Eighty-five years ago, today, the #1 film at the box office was the menage a trois comedy Design For Living. Released on December 29, 1933, it starred Fredric March, Gary Cooper and Miriam Hopkins. It was based, loosely on a play written by Noël Coward in 1932. It was very risqué for its time and, was a pre-code movie produced and released before strict enforcement of the Motion Picture Production Code, the censorship guidelines demanded by American Roman Catholics. Interestingly, the critical response to the film was more about its gutting of the original material than of its questionable morality.

IMDB Summary:

Two Americans sharing a flat in Paris, playwright Tom Chambers and painter George Curtis, fall for free-spirited Gilda Farrell.
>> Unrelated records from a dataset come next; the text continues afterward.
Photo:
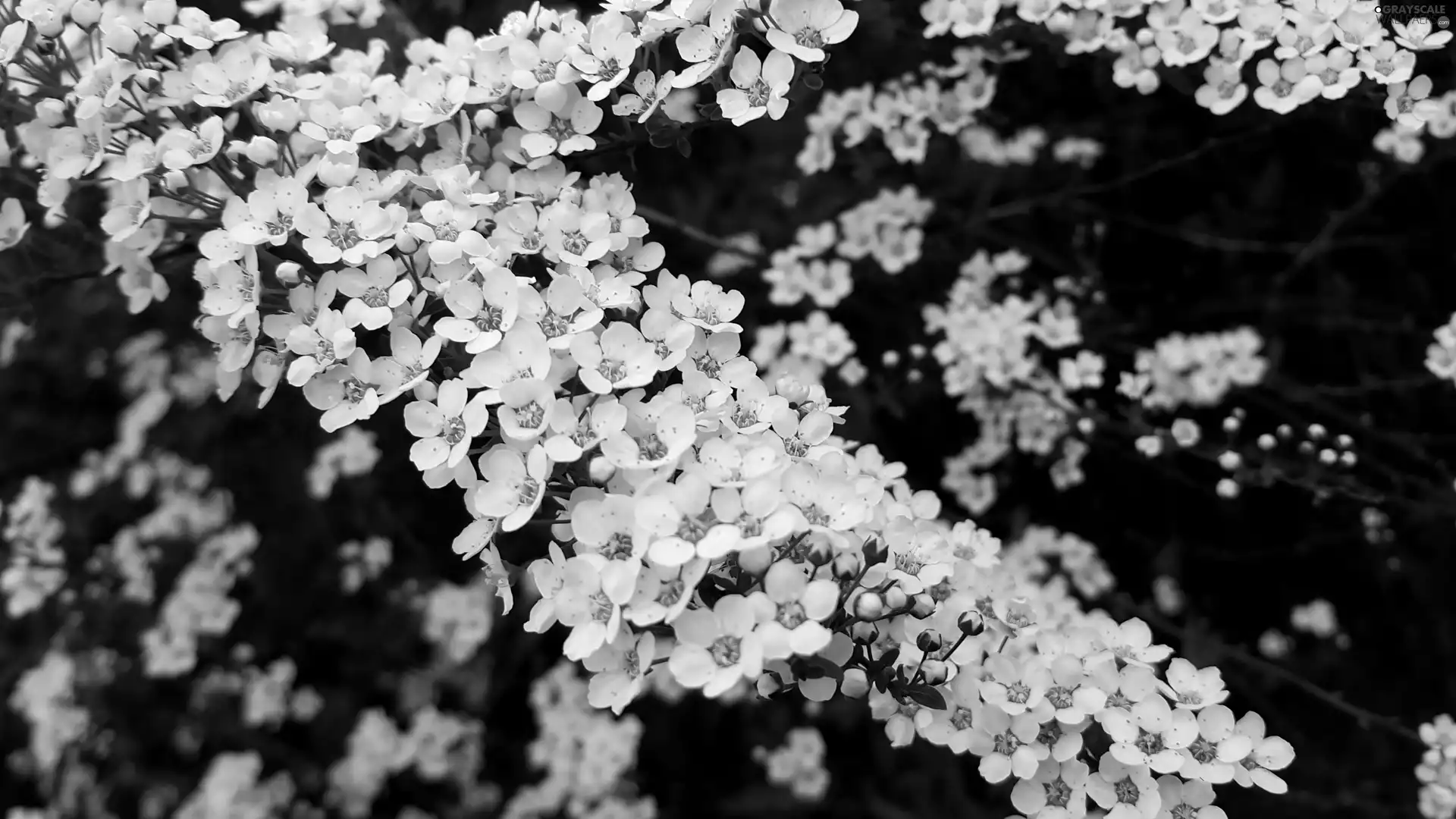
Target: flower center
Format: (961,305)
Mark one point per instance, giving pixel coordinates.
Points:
(613,371)
(791,615)
(532,416)
(528,491)
(1149,744)
(375,297)
(651,449)
(726,651)
(455,430)
(1006,744)
(554,325)
(1059,793)
(1060,697)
When she can’t make up her mind which one of them she prefers, she proposes a “gentleman’s agreement”: She will move in with them as a friend and critic of their work but, they will never have sex. When Tom goes to London to supervise a production of one of his plays, leaving Gilda alone with George, how long will their gentleman’s agreement last?

Trivia Bits:
♦ Gary Cooper spoke fluent French and was able to use it for the first time in this film.
♦ Lubitsch [then] asked Douglas Fairbanks Jr. to play George, and he accepted but, he contracted pneumonia just before filming was to start and he was replaced by Gary Cooper.
♦ Writer Ben Hecht and producer-director Ernst Lubitsch retained only one line from the original play by Noël Coward: “For the good of our immortal souls!”
♦ Considerable censorship difficulties arose because of sexual discussions and innuendos, although the Hays Office eventually approved the film for release. However, it was banned by the Legion of Decency and was refused a certificate by the PCA for re-release in 1934, when the production code was more rigorously enforced.